Chemotherapy-induced immunosuppressive myeloid cells & antitumor immunity 

Tumor recurrence remains a significant clinical challenge in cancer treatment. With the rise of immune-based therapies, there is increasing interest in combining immunotherapy with conventional chemotherapy to achieve more durable antitumor responses. However, emerging evidence suggests that chemotherapy can paradoxically promote immune evasion in certain contexts. Our studies have shown that several standard-of-care chemotherapeutic agents, including cyclophosphamide, melphalan, and doxorubicin, can induce the expansion of a subset of neutrophil-like monocytes during chemotherapy-driven myelopoiesis. These therapy-induced monocytes acquire immunosuppressive activity with the capacity to inhibit T cell activation. Selective depletion of these monocytes following chemo-immunotherapy significantly improved long-term survival in preclinical models, indicating their active role in dampening antitumor immunity. These findings underscore the Janus-faced nature of chemotherapy’s immunomodulatory effects: while it can enhance tumor immunogenic cell death and immune activation, it may also generate suppressive myeloid populations that blunt immune responses. Targeting therapy-induced myeloid cells therefore represents a promising strategy to shift this balance in favor of effective, long-lasting antitumor immunity and to maximize the therapeutic potential of chemo-immunotherapy combinations. 

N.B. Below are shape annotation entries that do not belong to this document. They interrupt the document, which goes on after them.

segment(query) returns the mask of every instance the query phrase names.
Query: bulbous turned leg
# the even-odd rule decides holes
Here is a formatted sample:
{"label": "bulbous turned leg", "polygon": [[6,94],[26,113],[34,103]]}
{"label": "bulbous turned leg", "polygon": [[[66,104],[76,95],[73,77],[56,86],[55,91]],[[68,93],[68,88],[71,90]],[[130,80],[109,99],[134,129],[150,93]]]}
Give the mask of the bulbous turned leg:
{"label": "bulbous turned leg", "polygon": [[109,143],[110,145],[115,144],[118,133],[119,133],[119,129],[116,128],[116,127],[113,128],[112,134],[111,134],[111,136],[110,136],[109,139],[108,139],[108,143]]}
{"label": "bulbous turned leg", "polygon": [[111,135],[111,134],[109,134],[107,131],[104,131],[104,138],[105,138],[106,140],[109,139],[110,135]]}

Exploiting existing and novel NSAIDs for cancer immunotherapy 

Many non-steroidal anti-inflammatory drugs (NSAIDs), such as sulindac, indomethacin and celecoxib, have demonstrated immunopotentiating effects largely through inhibition of cyclooxygenase (COX) enzymes. However, chronic COX inhibition is associated with significant toxicities in vital organs, limiting the long-term clinical utility of conventional NSAIDs in oncology. This project aims to understand the immunopotentiating activities of NSAIDs that are independent of COX inhibition, and develop novel non-COX-inhibitory NSAIDs to enhance the efficacy of cancer immunotherapies. Our recent findings reveal that indomethacin, a prototypical NSAID commonly used for pain relief, can sensitize tumor cells to adoptive cell therapy by inducing oxidative stress and activating the death receptor 5 (DR5)–TRAIL apoptotic pathway. Our ongoing studies are focused on characterizing the immunomodulatory effects of a novel compound with dual inhibitory activity against RAS and β-catenin signaling, two pathways critically involved in cancer cell survival and immune suppression. These efforts may lead to the development of next-generation NSAID derivatives with potent antitumor and immunostimulatory properties, offering a cost-effective strategy to augment current cancer immunotherapies while minimizing systemic toxicity.